Es necesario enseñar, nuevamente, que la vida buena no se define por los lujos ajenos frutos de la corrupción, sino por la dignidad propia. Y recordar que el progreso más importante no es el material, sino el que construye sociedades justas sin recurrir al odio.

Pero esto requiere reconocer que la estrategia política seguida desde 2018 ha sido parte del problema. Que la instrumentalización del resentimiento social ha envenenado el debate público. Que no se puede criminalizar la virulencia digital mientras se alimenta la virulencia política desde el poder.

En lugar de criminalizar el ciberasedio, México, Puebla, necesitan:

  • Reconocer el fracaso de la política del agravio como estrategia de gobernanza
  • Construir narrativas que unan en lugar de dividir
  • Educar digitalmente sobre el impacto emocional de las redes sociales
  • Fortalecer espacios de encuentro y diálogo ciudadano
  • Abordar la desigualdad real, no solo su percepción digitalizada

El México de los 80 asesinatos diarios y las 15 desapariciones forzadas no solo está roto: está profundamente herido en su sensibilidad social. La virulencia digital es un síntoma de esa herida, amplificada por algoritmos que monetizan el odio y políticas que lo instrumentalizan.

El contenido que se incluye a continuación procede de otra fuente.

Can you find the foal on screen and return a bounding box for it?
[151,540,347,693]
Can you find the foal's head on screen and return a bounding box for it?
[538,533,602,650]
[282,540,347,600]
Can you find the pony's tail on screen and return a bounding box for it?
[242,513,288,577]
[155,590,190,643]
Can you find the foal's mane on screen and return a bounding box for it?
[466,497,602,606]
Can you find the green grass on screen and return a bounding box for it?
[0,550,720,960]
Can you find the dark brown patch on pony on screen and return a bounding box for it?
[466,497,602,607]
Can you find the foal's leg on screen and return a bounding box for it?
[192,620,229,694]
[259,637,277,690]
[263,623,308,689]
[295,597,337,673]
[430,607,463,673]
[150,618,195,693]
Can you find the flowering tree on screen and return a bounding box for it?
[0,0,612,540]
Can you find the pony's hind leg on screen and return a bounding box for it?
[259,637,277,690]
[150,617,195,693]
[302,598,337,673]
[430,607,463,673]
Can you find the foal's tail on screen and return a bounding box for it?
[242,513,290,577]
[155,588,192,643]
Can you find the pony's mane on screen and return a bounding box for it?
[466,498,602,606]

No hay algoritmo que pueda suturar esa herida. Solo una nueva narrativa podrá sustituir la envidia y el odio —alimentados por ideologías de izquierda y derecha por igual— por el respeto mutuo, y transformar el agravio en un entendimiento común de que el futuro debe ser compartido.

Pero mientras el Estado mexicano prefiera criminalizar los efectos de sus propias políticas polarizantes, mientras elija el código penal sobre la introspección política, mientras opte por la cárcel sobre la construcción de ciudadanía, seguirá caminando hacia un precipicio donde la tecnología amplifica lo peor de nosotros mismos.

La trampa del bienestar no es solo que los programas sociales no hayan traído paz emocional en las redes sociales. Es que el mismo Estado que prometió transformar la vida de los mexicanos ha contribuido a envenenar su convivencia digital. Que el poder que llegó criticando la polarización del pasado ha institucionalizado una polarización aún más tóxica.

La Ley de Ciberasedio de Puebla es la confesión involuntaria de este fracaso. Cuando criminalizas la expresión digital violenta que tu propio discurso político alimentó, no estás construyendo un Estado de derecho: estás administrando las consecuencias de tu propia irresponsabilidad política.

Laura Artemisa García Chávez y el oficialismo poblano han caído en la trampa definitiva del poder: creer que pueden resolver con leyes lo que rompieron con políticas. Que pueden criminalizar las emociones que cultivaron. Que pueden castigar los comportamientos que incentivaron. Criminalizar el “ciberasedio” no es justicia: es la admisión de que el experimento de la transformación digital mexicana ha fracasado estrepitosamente. Y en lugar de asumir el costo de ese fracaso, prefieren que sea el código penal quien sofoque las consecuencias de su irresponsabilidad política.